The ancient mesopotamian hero, Gilgamesh, is the earliest symbol in world literature of the search of immortality. Did this extraordinary man really live??
Gilgamesh, according to the Sumerian king list, was the fifth king of Uruk (Early Dynastic II, first dynasty of Uruk), the son of Lugalbanda, ruling circa 2650 BC. He is also the central character in the Epic of Gilgamesh, which says that his mother was Ninsun, (whom some call Rimat Ninsun), a goddess.
Gilgamesh is described as two-thirds divine and one-third human. According to another document, known as the "History of Tummal", Gilgamesh, and eventually his son Urlugal, rebuilt the sanctuary of the goddess Ninlil, located in Tummal, a block of the Nippur city. In Mesopotamian mythology, Gilgamesh is credited with having been a demigod of superhuman strength who built a great wall to defend his people from external threats.
The epic of Gilgamesh is much older than Homer's Iliad or the great Indian epic the Mahabharata.Gilgamesh is said to have ordered the creation of the legendary walls of Uruk. An alternative version has Gilgamesh, towards the end of the story, boasting to Urshanabi the ferryman that the city's walls were built by the Seven Sages. In historical times, Sargon of Akkad claimed to have destroyed these walls to prove his military power.
Gilgamesh is the hero of the epic but also a tyrannical ruler whose subjects groan under the cost of his many wars.In order to rid themselves of their king, his people try to get him to fight ENKINDU- a creature , half salvage and half man, whom the gods have created as his equal opponent.A single combat takes place which ends in a draw and the two men became inseparable friends.
Fragments of an epic text found in Me-Turan (modern Tell Haddad) relate that Gilgamesh was buried under the waters of a river at the end of his life. The people of Uruk diverted the flow of the Euphrates River crossing Uruk for the purpose of burying the dead king within the riverbed.
In April 2003, a German expedition discovered what is thought to be the entire city of Uruk - including, where the Euphrates once flowed, the last resting place of its King Gilgamesh. Despite the lack of direct evidence, most scholars do not object to consideration of Gilgamesh as an historical figure, particularly after inscriptions were found confirming the historical existence of other figures associated with him: kings Enmebaragesi and Aga of Kish.

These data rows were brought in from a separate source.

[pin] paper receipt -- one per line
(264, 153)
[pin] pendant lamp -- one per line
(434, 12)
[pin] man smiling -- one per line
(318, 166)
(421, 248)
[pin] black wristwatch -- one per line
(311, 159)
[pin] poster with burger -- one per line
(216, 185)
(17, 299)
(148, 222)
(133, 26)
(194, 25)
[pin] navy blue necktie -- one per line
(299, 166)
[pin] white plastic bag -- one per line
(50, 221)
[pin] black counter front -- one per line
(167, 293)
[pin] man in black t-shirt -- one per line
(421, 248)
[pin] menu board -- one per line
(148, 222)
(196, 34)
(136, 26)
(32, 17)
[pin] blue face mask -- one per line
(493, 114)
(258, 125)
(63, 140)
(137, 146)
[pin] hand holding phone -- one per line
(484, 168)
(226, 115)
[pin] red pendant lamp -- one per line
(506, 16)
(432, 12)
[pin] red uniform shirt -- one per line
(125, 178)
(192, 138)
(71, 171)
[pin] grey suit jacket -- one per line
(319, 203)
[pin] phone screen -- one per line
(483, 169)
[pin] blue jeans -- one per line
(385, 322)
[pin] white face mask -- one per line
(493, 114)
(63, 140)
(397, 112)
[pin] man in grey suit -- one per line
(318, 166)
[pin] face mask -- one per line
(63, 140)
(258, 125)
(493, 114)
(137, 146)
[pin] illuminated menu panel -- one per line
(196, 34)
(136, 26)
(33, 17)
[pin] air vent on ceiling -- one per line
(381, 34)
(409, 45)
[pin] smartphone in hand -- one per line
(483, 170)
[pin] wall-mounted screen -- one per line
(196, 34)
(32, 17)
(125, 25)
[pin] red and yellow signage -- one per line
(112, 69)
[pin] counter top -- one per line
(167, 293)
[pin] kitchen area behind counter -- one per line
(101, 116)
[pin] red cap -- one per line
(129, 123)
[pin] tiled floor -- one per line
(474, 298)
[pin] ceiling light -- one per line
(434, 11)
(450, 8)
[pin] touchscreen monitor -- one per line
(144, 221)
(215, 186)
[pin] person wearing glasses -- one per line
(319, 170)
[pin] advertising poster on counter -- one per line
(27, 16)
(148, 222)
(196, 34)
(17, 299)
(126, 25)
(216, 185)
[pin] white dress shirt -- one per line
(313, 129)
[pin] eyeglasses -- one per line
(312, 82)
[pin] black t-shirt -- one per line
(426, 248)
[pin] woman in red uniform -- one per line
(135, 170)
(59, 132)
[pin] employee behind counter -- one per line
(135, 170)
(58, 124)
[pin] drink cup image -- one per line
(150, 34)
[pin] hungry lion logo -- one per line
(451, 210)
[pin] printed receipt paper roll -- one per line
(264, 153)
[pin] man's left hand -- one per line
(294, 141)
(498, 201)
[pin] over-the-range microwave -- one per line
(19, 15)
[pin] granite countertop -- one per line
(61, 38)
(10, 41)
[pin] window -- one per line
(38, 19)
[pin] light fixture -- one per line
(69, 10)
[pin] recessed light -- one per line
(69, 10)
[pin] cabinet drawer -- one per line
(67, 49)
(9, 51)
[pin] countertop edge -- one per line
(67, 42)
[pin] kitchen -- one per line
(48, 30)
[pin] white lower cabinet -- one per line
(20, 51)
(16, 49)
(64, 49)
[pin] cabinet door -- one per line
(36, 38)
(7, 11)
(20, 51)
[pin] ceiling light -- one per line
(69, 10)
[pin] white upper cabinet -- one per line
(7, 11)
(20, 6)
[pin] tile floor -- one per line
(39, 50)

If Gilgamesh was an historical king, he probably reigned in about the 26th century BC. Some of the earliest Sumerian texts spell his name as Bilgamesh. Initial difficulties in reading cuneiform resulted in Gilgamesh making his re-entrance into world culture in 1891 as "Izdubar". In most texts, Gilgamesh is written with the determinative for divine beings (DINGIR) - but there is no evidence for a contemporary cult, and the Sumerian Gilgamesh myths suggest the deification was a later development (unlike the case of the Akkadian god-kings).
Historical or not, Gilgamesh became a legendary protagonist in the Epic of Gilgamesh.